As she completes each item on the list, Alex will receive a DVD that her mother recorded and then she will receive her inheritance once the list is complete.
With the help of her lawyer, Bradley Ackerman (Kyle Allen), she completes the list and collects the DVDs one by one. With the list, she ends up learning how to play “Clair de Lune,” gets a tattoo and makes peace with her father. Throughout the process, Alex ends up learning about her family, her friends and most importantly, herself.
The movie, at its core, is very sweet. The recurring theme of living life to the fullest and completing your dreams really shines through. Alex is constantly reminded that she must accomplish the things she’s passionate about because we are never guaranteed time.

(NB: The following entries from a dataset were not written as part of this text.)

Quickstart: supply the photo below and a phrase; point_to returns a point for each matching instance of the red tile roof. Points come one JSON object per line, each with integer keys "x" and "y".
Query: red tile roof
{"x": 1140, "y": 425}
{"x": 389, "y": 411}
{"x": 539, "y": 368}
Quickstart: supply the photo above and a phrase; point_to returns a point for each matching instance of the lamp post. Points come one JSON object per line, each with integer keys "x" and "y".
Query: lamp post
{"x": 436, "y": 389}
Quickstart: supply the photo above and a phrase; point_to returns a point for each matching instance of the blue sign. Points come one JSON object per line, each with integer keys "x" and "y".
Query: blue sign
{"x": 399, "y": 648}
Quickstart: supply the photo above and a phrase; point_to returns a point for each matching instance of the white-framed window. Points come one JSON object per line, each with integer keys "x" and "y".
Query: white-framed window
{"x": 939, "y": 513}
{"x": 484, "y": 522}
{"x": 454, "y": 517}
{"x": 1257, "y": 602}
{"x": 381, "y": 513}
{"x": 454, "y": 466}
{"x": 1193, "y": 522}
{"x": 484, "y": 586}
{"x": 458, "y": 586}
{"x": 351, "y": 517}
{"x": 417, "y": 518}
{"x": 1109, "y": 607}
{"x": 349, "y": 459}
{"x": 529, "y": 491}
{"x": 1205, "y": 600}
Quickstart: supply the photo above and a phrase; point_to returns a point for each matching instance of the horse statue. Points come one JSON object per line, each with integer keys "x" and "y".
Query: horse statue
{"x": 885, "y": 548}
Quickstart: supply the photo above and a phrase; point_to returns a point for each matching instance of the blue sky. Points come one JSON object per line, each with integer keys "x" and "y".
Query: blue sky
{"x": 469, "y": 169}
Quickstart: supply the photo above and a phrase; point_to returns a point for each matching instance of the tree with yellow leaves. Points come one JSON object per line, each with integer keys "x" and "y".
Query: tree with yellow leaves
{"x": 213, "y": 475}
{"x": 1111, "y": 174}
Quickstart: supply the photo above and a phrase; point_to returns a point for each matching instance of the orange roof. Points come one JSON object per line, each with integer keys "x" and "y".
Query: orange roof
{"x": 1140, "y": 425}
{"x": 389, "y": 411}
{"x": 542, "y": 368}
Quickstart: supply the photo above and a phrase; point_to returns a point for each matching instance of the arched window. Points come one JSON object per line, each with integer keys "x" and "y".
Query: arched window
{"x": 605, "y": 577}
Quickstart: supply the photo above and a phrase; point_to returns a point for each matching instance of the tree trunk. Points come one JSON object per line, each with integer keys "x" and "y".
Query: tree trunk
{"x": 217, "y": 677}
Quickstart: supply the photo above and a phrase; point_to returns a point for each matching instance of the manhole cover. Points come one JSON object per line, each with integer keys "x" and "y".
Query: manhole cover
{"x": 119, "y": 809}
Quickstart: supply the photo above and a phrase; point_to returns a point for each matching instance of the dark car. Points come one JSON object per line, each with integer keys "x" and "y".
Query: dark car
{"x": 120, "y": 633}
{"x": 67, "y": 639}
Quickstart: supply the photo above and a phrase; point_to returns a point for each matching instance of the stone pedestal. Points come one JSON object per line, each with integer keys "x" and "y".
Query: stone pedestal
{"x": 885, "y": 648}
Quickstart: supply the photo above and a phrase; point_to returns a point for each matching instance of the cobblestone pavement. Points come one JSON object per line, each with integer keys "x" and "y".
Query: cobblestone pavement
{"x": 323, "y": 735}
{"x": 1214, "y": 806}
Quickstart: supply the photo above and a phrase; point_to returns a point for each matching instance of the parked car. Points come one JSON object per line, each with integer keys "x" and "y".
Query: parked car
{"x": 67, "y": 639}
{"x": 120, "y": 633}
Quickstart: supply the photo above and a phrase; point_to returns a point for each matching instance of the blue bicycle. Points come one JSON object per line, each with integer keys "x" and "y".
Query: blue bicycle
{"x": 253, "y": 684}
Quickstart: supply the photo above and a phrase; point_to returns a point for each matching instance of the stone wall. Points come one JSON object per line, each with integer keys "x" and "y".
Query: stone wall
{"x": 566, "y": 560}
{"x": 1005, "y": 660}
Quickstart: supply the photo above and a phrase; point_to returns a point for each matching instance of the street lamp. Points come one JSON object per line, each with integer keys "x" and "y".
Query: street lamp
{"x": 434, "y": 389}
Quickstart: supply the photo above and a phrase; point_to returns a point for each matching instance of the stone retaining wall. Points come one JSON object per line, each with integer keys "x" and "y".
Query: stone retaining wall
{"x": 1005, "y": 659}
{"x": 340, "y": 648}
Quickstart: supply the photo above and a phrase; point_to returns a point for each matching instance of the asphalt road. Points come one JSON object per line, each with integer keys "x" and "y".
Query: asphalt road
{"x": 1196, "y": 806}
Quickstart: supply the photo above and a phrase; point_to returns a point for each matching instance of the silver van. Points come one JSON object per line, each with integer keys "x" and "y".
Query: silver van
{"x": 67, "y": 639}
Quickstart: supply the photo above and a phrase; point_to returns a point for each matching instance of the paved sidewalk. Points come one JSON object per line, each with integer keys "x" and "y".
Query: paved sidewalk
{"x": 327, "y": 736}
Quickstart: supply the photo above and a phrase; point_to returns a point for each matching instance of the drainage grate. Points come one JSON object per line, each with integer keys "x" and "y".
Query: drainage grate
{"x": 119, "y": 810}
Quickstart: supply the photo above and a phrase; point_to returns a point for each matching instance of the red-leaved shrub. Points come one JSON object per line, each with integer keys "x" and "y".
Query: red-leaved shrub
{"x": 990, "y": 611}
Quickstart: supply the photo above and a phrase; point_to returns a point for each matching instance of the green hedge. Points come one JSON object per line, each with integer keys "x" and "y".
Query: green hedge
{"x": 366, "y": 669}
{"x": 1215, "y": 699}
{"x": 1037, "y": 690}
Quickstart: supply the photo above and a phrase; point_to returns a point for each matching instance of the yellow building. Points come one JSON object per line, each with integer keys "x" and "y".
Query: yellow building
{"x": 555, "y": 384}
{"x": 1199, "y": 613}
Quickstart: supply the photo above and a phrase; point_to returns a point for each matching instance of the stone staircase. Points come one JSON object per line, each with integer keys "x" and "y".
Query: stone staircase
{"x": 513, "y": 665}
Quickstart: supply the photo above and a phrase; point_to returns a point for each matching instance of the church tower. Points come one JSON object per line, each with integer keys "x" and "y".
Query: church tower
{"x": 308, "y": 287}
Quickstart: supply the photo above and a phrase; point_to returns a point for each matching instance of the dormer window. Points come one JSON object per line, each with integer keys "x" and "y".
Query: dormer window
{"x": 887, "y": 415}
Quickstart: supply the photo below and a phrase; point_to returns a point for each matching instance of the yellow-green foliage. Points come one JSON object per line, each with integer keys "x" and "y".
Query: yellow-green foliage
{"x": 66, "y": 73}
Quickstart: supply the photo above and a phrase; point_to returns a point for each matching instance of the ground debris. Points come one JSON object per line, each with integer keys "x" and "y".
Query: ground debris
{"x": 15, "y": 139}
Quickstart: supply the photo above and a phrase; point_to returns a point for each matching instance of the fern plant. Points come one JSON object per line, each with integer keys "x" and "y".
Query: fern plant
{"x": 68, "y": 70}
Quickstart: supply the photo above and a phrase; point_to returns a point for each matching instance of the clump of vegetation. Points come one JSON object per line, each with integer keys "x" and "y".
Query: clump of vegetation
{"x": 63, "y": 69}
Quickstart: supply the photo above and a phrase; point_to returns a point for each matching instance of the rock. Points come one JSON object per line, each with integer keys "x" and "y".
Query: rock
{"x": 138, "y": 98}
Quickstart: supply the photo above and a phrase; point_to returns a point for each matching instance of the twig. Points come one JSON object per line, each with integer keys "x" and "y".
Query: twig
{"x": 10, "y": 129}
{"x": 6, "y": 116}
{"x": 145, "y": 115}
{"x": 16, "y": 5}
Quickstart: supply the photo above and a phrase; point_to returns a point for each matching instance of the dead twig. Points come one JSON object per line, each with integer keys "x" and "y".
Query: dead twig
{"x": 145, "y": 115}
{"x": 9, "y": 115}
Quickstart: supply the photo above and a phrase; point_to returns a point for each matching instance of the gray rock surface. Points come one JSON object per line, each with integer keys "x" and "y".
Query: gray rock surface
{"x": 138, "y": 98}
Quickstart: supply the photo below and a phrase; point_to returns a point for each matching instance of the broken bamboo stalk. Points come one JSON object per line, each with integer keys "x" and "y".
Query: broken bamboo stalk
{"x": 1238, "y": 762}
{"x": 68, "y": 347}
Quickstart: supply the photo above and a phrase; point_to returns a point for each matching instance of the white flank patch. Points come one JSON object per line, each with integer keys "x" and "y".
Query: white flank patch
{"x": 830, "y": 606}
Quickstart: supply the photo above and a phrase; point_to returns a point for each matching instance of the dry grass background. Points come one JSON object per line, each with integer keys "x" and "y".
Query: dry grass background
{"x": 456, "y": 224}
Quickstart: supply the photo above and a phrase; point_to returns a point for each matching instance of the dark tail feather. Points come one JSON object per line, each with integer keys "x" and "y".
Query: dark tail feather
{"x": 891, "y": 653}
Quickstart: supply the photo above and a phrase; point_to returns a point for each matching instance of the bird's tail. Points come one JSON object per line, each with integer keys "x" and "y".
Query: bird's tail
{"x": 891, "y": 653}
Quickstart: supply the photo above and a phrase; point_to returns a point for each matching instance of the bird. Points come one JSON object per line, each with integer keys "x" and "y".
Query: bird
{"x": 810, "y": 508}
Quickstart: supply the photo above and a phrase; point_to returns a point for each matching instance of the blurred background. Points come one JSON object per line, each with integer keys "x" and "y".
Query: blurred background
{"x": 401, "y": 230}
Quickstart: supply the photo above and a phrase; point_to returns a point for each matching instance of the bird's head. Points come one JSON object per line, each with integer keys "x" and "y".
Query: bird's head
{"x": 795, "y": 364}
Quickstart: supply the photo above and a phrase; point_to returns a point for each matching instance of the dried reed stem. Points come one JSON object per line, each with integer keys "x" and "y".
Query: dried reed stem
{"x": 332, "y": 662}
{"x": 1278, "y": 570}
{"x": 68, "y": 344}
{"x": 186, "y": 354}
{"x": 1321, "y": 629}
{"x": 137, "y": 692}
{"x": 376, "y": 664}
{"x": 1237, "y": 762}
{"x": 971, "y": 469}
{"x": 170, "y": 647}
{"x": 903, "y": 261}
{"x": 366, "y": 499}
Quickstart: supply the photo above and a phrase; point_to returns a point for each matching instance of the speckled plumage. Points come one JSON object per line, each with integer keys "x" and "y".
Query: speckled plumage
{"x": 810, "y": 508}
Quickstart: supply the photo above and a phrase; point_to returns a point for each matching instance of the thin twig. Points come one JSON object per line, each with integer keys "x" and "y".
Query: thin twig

Also, Alex learns that she should never settle for love. She is given another list, this one made by her mother, to evaluate whether or not someone is truly the one. I found a lot of comfort in the checklist, even writing it down for myself. Between these things, I really think the themes are important for a lot of people in their twenties.
However, there was a fair number of critiques I had with the movie. As Brad helps Alex with the list, the audience sees the two slowly but surely fall in love. However, Brad has a girlfriend throughout the movie. Only right before he and Alex get together do they break up, and the audience doesn’t even know, insinuating a cheating plotline.
Cheating plotlines really get under my skin. Brad having a girlfriend served no real purpose to the plot overall, and I didn’t understand at all why he wasn’t just single. It would have been better for everyone.
Another critique I had with the movie was the uber-cheesy dialogue. For example, Alex sees an attractive man on the subway on the way to work while she’s reading “Moby Dick.” After making eye contact with the man, she proceeds to say, verbatim, “I know what you’re thinking: What’s a girl like me doing with a book like this?”
Needless to say, I paused the movie to get up and do something else to process the second-hand embarrassment.
There were moments like these littered throughout the movie. While I didn’t pause every time, because I never would have gotten through the whole thing, there were some lines of dialogue that I couldn’t help but cringe at.
Overall, though, I did enjoy the movie. Despite its flaws, I shed a few tears at the end and it left me thinking about my own mortality, which automatically bumps up its rating for me.
It’s definitely worth at least one watch, especially if you feel a little lost in life.
Now, I have to go hug my mom and make my own life list.